Poisson = CellMetaClass('./poisson.xml#Poisson')
LIFAlphSyn = CellMetaClass('./liaf_alpha_syn.xml#LIFAlphaSyn')
with Simulation(dt=0.1 * un.ms) as sim:
    poisson = Poisson(rate=10 * un.Hz, t_next=0.5 * un.ms)
    lif = LIFAlphaSyn('./liaf_alpha_syn.xml#LIFAlphaSynProps')
    # Connect 'spike_out' event-send port of the poisson cell to
    # the 'spike_in' event-receive port on the leaky-integrate-and-fire
    # cell
    lif.connect(poisson, 'spike_out', 'spike_in')
    sim.run(1000.0 * un.ms)

Network Simulations

Network simulations are specified in much the same way as Cell Simulations, with the exception that there is no metaclass for Networks (Network metaclasses will be added when the “Structure Layer” is introduced in NineML v2). Therefore, Network objects need to be instantiated within the simulation context.

with Simulation(dt=0.1 * un.ms) as sim:
    # Network objects need to be instantiated within the simulation context
    network = Network('./brunel/AI.xml#AI')
    sim.run(1000.0 * un.ms)

During construction of the network, the NineML Populations and Projections are flattened into Component Array and Connection Group objects such that the synapse dynamics in the projection are included in the dynamics of the Component Array and each port connection is converted into a separate Connection Group of static connections.

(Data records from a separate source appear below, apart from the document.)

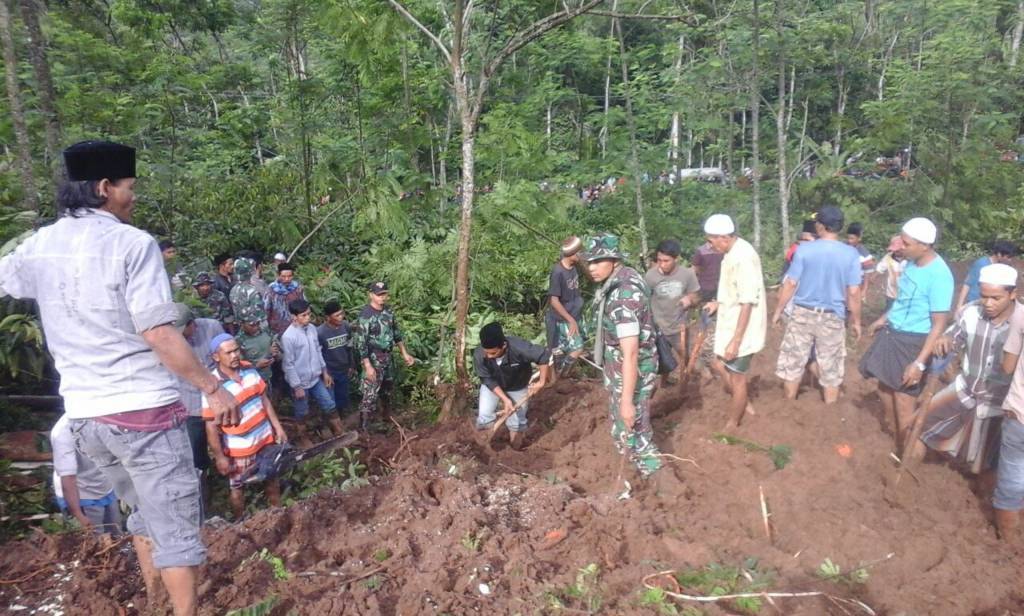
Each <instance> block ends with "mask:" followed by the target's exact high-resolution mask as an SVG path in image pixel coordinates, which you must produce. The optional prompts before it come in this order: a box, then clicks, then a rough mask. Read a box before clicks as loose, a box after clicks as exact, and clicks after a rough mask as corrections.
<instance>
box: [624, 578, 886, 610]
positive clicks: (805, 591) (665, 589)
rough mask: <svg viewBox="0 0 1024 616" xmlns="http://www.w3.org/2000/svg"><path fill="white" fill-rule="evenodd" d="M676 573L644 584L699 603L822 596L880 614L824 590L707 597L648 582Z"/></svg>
mask: <svg viewBox="0 0 1024 616" xmlns="http://www.w3.org/2000/svg"><path fill="white" fill-rule="evenodd" d="M675 573H676V570H675V569H669V570H667V571H658V572H657V573H651V574H649V575H646V576H644V578H643V585H644V587H645V588H649V589H652V590H653V589H657V590H660V591H662V592H665V595H666V596H667V597H671V598H673V599H679V600H682V601H694V602H698V603H716V602H719V601H731V600H734V599H755V598H757V599H765V600H768V599H800V598H808V597H821V598H824V599H826V600H829V601H836V602H841V603H848V604H850V605H854V606H856V607H858V608H860V609H861V610H863V611H864V613H865V614H869V615H870V616H878V614H877V612H876V611H874V610H872V609H871V608H869V607H868V606H866V605H864V604H863V603H861V602H859V601H857V600H855V599H846V598H843V597H835V596H833V595H828V593H827V592H822V591H820V590H807V591H803V592H736V593H733V595H720V596H717V597H715V596H708V597H706V596H700V595H686V593H684V592H673V591H671V590H666V589H665V588H662V587H660V586H654V585H652V584H651V583H649V582H648V580H650V579H653V578H655V577H658V576H663V575H668V576H671V577H672V578H673V580H675Z"/></svg>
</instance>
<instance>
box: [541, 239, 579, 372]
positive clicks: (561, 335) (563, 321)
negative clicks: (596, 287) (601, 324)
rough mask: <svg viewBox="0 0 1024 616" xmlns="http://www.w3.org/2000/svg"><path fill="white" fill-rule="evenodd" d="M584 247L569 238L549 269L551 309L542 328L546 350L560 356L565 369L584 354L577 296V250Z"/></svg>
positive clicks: (578, 240) (577, 253) (578, 271)
mask: <svg viewBox="0 0 1024 616" xmlns="http://www.w3.org/2000/svg"><path fill="white" fill-rule="evenodd" d="M582 248H583V243H582V241H581V240H580V238H579V237H577V236H574V235H573V236H571V237H568V238H566V239H565V241H563V243H562V252H561V259H559V260H558V262H557V263H555V265H554V267H552V268H551V276H550V277H549V279H548V300H549V302H550V305H549V307H548V313H547V315H546V316H545V319H544V324H545V327H546V329H547V335H548V349H550V350H551V351H552V352H553V353H555V354H556V355H560V356H561V358H560V360H559V363H561V364H562V366H564V365H567V364H569V363H571V362H572V361H574V360H575V358H578V357H580V355H582V354H583V334H582V333H581V331H580V317H581V316H582V314H583V296H582V295H581V294H580V272H579V271H578V270H577V263H579V262H580V250H581V249H582Z"/></svg>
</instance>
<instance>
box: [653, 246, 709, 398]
mask: <svg viewBox="0 0 1024 616" xmlns="http://www.w3.org/2000/svg"><path fill="white" fill-rule="evenodd" d="M681 252H682V251H681V249H680V247H679V243H678V241H676V240H675V239H666V240H664V241H662V243H660V244H658V245H657V250H656V252H655V253H654V267H651V268H650V269H648V270H647V273H646V274H645V275H644V282H645V283H646V284H647V288H648V289H649V290H650V309H651V312H652V314H653V315H654V324H655V325H657V328H658V332H660V333H662V334H663V335H664V336H665V337H666V340H668V341H669V344H670V345H672V350H673V351H675V353H676V355H677V356H678V357H679V364H680V370H685V369H686V360H687V358H688V357H689V352H688V350H687V349H688V345H687V340H686V316H687V314H688V313H689V309H690V306H694V305H695V304H696V303H697V301H698V300H699V293H700V285H699V284H698V283H697V277H696V274H694V273H693V270H692V269H690V268H688V267H682V266H680V265H679V254H680V253H681ZM669 377H670V375H664V376H663V377H662V384H663V385H668V384H669V383H670V379H669Z"/></svg>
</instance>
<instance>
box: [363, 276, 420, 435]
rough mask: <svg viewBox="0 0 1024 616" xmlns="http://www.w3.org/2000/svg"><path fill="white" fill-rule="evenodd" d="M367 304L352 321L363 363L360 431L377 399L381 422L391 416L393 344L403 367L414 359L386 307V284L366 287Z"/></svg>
mask: <svg viewBox="0 0 1024 616" xmlns="http://www.w3.org/2000/svg"><path fill="white" fill-rule="evenodd" d="M368 291H369V294H368V295H369V299H370V303H369V304H367V305H366V306H365V307H364V308H362V310H361V311H360V312H359V317H358V318H357V319H356V321H355V333H354V334H355V352H356V353H357V354H358V357H359V360H360V362H361V364H362V380H361V381H360V384H359V389H360V390H361V392H362V401H361V402H359V419H360V421H361V425H362V430H364V431H366V430H368V429H369V427H370V415H371V414H372V413H373V412H374V411H375V410H376V409H377V401H378V399H382V402H383V405H382V406H383V411H382V419H383V420H385V421H387V420H388V419H389V417H390V416H391V415H390V413H391V409H390V407H389V402H390V401H389V400H388V398H389V394H390V392H391V387H392V386H393V384H394V366H393V364H392V361H391V352H392V350H393V349H394V347H395V345H397V346H398V349H399V350H401V357H402V359H403V360H404V361H406V365H413V363H414V362H415V361H416V359H415V358H414V357H413V356H412V355H410V354H409V351H407V350H406V343H404V342H403V341H402V339H401V331H400V329H399V328H398V321H397V320H396V319H395V318H394V313H393V312H391V309H390V308H388V307H387V301H388V290H387V284H386V283H385V282H381V281H377V282H373V283H371V284H370V285H369V288H368Z"/></svg>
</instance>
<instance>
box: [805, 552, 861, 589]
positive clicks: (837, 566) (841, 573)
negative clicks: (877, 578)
mask: <svg viewBox="0 0 1024 616" xmlns="http://www.w3.org/2000/svg"><path fill="white" fill-rule="evenodd" d="M817 574H818V577H820V578H821V579H823V580H827V581H830V582H834V583H837V584H840V583H841V584H845V585H847V586H855V585H857V584H866V583H867V579H868V578H869V577H870V573H868V571H867V567H856V568H853V569H851V570H849V571H848V572H846V573H844V572H843V568H842V567H840V566H839V565H838V564H837V563H834V562H833V561H831V559H827V558H826V559H825V560H824V561H823V562H822V563H821V565H819V566H818V571H817Z"/></svg>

To record data, the relevant component array needs to be accessed using the component_array or component_arrays accessors of the network class. Then as in the Cell Simulations case the record method is used to specify which variables to record and the recording method is used to access the recording after the simulation.

with Simulation(dt=0.1 * un.ms) as sim:
    network = Network('./brunel/AI.xml#AI')
    # 'spike_out' is explicitly connected in the connection so it is
    # mapped to the global namespace of the flattened cell + synapses model
    network.component_array('Exc').record('spike_out')
    # State-variables of the cell dynamics are suffixed with '__cell'
    network.component_array('Inh').record('v__cell')
    # State-variables of synapses, in this case synapses from the
    # 'Inhibition' projection, are prefixed with '__<projection-name>'
    network.component_array('Exc').record('a__Inhibition')
    sim.run(1000.0 * un.ms)
exc_spikes = network.component_array('Exc').recording('spike_out')
inh_v = network.component_array('Inh').recording('v__cell')
exc_inh_a = network.component_array('Exc').recording('a__Inhibition')

Note

During the cell and synapse flattening process the names of state variables and unconnected ports will be suffixed with __cell if they belong to the population dynamics or __<my-projection> if they belong to the synapse of the a projection

Network models are simulated via integration with PyNN and therefore will run on multiple processes using Open MPI (and Open MP_ for NEST) if the calling Python script is run with mpirun/mpiexec.